LOUISVILLE, Ky -- To go or not to go. Uncle Mo's connections still weren't saying whether the talented colt will run in Saturday's Kentucky Derby.
The sleek bay colt was recovering from a stomach ailment, but looked good as he galloped over the Churchill Downs track on Thursday, though appearances could be deceiving. Uncle Mo looks about as exotic as his name -- average size, with no distinguishing marks like the white splash on Zenyatta's forehead. But his power is apparent as soon as he starts running.
Last year's juvenile champion, Uncle Mo is the 9-2 second choice behind 4-1 early favorite Dialed In.
Owner Mike Repole anxiously awaited results from the latest vet exam, and promised to end the drama by announcing a decision Friday.
"If he's not what we deem to be 100 percent tomorrow, he's not going to be 100 percent on Saturday," he said.
Repole said he won't sacrifice Uncle Mo's health to satisfy his 30-year dream of having a horse in America's greatest race. Either way, he won't be shut out. He has Stay Thirsty in the full field of 20 horses.

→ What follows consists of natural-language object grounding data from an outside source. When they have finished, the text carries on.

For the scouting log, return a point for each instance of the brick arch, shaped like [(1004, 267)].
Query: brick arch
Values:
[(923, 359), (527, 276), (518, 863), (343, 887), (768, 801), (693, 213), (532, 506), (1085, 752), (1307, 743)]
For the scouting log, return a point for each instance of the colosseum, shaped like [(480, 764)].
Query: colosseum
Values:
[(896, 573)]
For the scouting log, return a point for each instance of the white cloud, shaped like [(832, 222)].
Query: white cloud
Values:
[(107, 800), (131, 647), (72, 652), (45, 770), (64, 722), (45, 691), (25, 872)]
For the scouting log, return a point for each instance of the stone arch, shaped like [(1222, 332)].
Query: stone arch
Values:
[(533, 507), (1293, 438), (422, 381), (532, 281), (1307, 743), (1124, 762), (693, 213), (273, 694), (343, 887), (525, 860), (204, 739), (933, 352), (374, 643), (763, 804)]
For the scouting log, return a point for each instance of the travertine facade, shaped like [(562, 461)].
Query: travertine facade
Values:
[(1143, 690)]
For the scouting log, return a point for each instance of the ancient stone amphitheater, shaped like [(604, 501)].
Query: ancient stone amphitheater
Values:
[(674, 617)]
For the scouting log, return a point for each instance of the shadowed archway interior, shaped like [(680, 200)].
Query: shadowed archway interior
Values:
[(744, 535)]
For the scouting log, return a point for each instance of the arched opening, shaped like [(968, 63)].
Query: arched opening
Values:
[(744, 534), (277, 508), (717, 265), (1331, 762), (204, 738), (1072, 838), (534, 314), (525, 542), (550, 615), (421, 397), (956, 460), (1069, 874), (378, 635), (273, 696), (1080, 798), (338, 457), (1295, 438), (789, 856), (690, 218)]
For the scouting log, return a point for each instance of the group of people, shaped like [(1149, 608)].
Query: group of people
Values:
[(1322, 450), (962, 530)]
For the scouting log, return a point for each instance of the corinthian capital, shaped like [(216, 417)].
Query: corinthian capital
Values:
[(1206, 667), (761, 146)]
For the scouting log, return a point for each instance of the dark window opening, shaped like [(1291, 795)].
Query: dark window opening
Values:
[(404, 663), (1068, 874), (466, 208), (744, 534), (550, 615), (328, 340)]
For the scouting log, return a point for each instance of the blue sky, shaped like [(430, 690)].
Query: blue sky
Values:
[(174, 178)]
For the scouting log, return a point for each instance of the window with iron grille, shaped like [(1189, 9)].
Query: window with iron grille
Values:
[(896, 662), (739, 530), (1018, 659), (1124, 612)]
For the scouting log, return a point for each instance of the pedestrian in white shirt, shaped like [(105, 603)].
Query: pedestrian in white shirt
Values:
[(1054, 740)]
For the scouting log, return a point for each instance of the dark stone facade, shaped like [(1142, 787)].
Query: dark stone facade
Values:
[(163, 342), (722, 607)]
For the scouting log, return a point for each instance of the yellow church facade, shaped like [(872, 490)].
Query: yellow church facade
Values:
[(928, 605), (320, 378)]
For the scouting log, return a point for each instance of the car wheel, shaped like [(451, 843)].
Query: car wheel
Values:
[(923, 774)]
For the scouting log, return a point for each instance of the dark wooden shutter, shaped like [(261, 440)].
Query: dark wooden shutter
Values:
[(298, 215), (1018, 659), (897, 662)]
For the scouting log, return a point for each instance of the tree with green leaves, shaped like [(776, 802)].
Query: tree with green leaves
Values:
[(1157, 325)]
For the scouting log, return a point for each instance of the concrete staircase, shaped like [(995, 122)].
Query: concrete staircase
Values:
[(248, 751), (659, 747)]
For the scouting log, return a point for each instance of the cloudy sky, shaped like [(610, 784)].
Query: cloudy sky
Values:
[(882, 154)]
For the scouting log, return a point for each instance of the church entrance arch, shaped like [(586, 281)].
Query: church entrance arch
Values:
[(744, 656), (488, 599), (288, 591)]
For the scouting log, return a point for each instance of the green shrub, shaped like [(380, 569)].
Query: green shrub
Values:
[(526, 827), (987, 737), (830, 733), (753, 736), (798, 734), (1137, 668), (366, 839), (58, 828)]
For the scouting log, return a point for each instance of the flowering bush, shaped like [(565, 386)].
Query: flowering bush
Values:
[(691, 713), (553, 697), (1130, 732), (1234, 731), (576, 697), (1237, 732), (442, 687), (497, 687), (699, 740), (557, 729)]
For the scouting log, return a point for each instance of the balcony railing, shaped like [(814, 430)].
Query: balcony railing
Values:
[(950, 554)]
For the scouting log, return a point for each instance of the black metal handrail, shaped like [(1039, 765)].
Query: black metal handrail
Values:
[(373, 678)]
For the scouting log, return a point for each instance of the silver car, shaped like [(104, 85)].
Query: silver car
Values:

Still, the fast-talking Queens native, who got rich selling his Vitaminwater company to Coca-Cola, doesn't want to leave his best horse in the barn.
"It's tough," he said. "Racing needs superstars and if he's 100 percent, Uncle Mo could be that superstar."
He sure looked it after winning last year's Breeders' Cup Juvenile on the same Churchill Downs track and taking a perfect record into the Wood Memorial. There, Uncle Mo led the field with a quarter-mile to go, but two horses passed him and he finished third by a length. Afterward, Uncle Mo's appetite fell off and raised suspicions. An exam turned up the stomach problem.
Outwardly, Uncle Mo looks as healthy as, well, a horse. Internally, no one's sure exactly what's going on. That's the quandary.
Uncle Mo could be fine. Or Repole and trainer Todd Pletcher could be risking a repeat of the Wood Memorial.
"If he runs and he runs seventh, Todd and I will look at each other and guess he wasn't 100 percent," Repole said. "If he runs and he wins by seven lengths, we can look at each other and say 'Wow, we're geniuses.'"
Count three-time Derby winner Bob Baffert among those who discount Uncle Mo's bellyache.
"From what I've seen visually, there's nothing there that tells me the horse isn't ready to run," the trainer of Midnight Interlude said. "He's a good horse, I'm not believing that crap."
Pletcher wasn't talking Thursday. But he's said Uncle Mo responded well to treatment and his appetite has returned. Repole said he's gone off much of his medication.
"We got to listen to what Uncle Mo is telling us," Repole said, "and he's telling us he's getting better. He's telling us he's progressing.
"If the three vets say,'yes' and Todd says,'no,' the answer is 'no,' " he added.
It's not as easy or obvious a call as last year, when Pletcher's can't-miss horse, Eskendereya, dropped out at the start of Derby week with a career-ending leg injury. Or in 2009, when Derby favorite I Want Revenge was scratched on the morning of the race with a bad ankle.
"I've seen this movie. Everyone else has seen this movie," Repole said. "It's a horrible movie and I don't want to play a major role in it, either."
Neither does jockey John Velazquez, who is still searching for his Derby win after 12 tries.
"If he's right, I don't think he can be beaten," Velazquez said. "I'm expecting a big race, nothing else."
The ultimate decision on Uncle Mo might fall to Velazquez. If the colt doesn't feel right warming up, Velazquez has the obligation to notify the track veterinarians that Uncle Mo isn't ready to run 1 miles.
Of course, it may not come to that if Friday's decision is no go.
If Uncle Mo doesn't make the Derby, it's possible he could turn up in the Preakness on May 21. If not, Repole said he'll wait until Saratoga in July.
"I want this horse to be the best horse in the country and not just for me, but for racing," he said.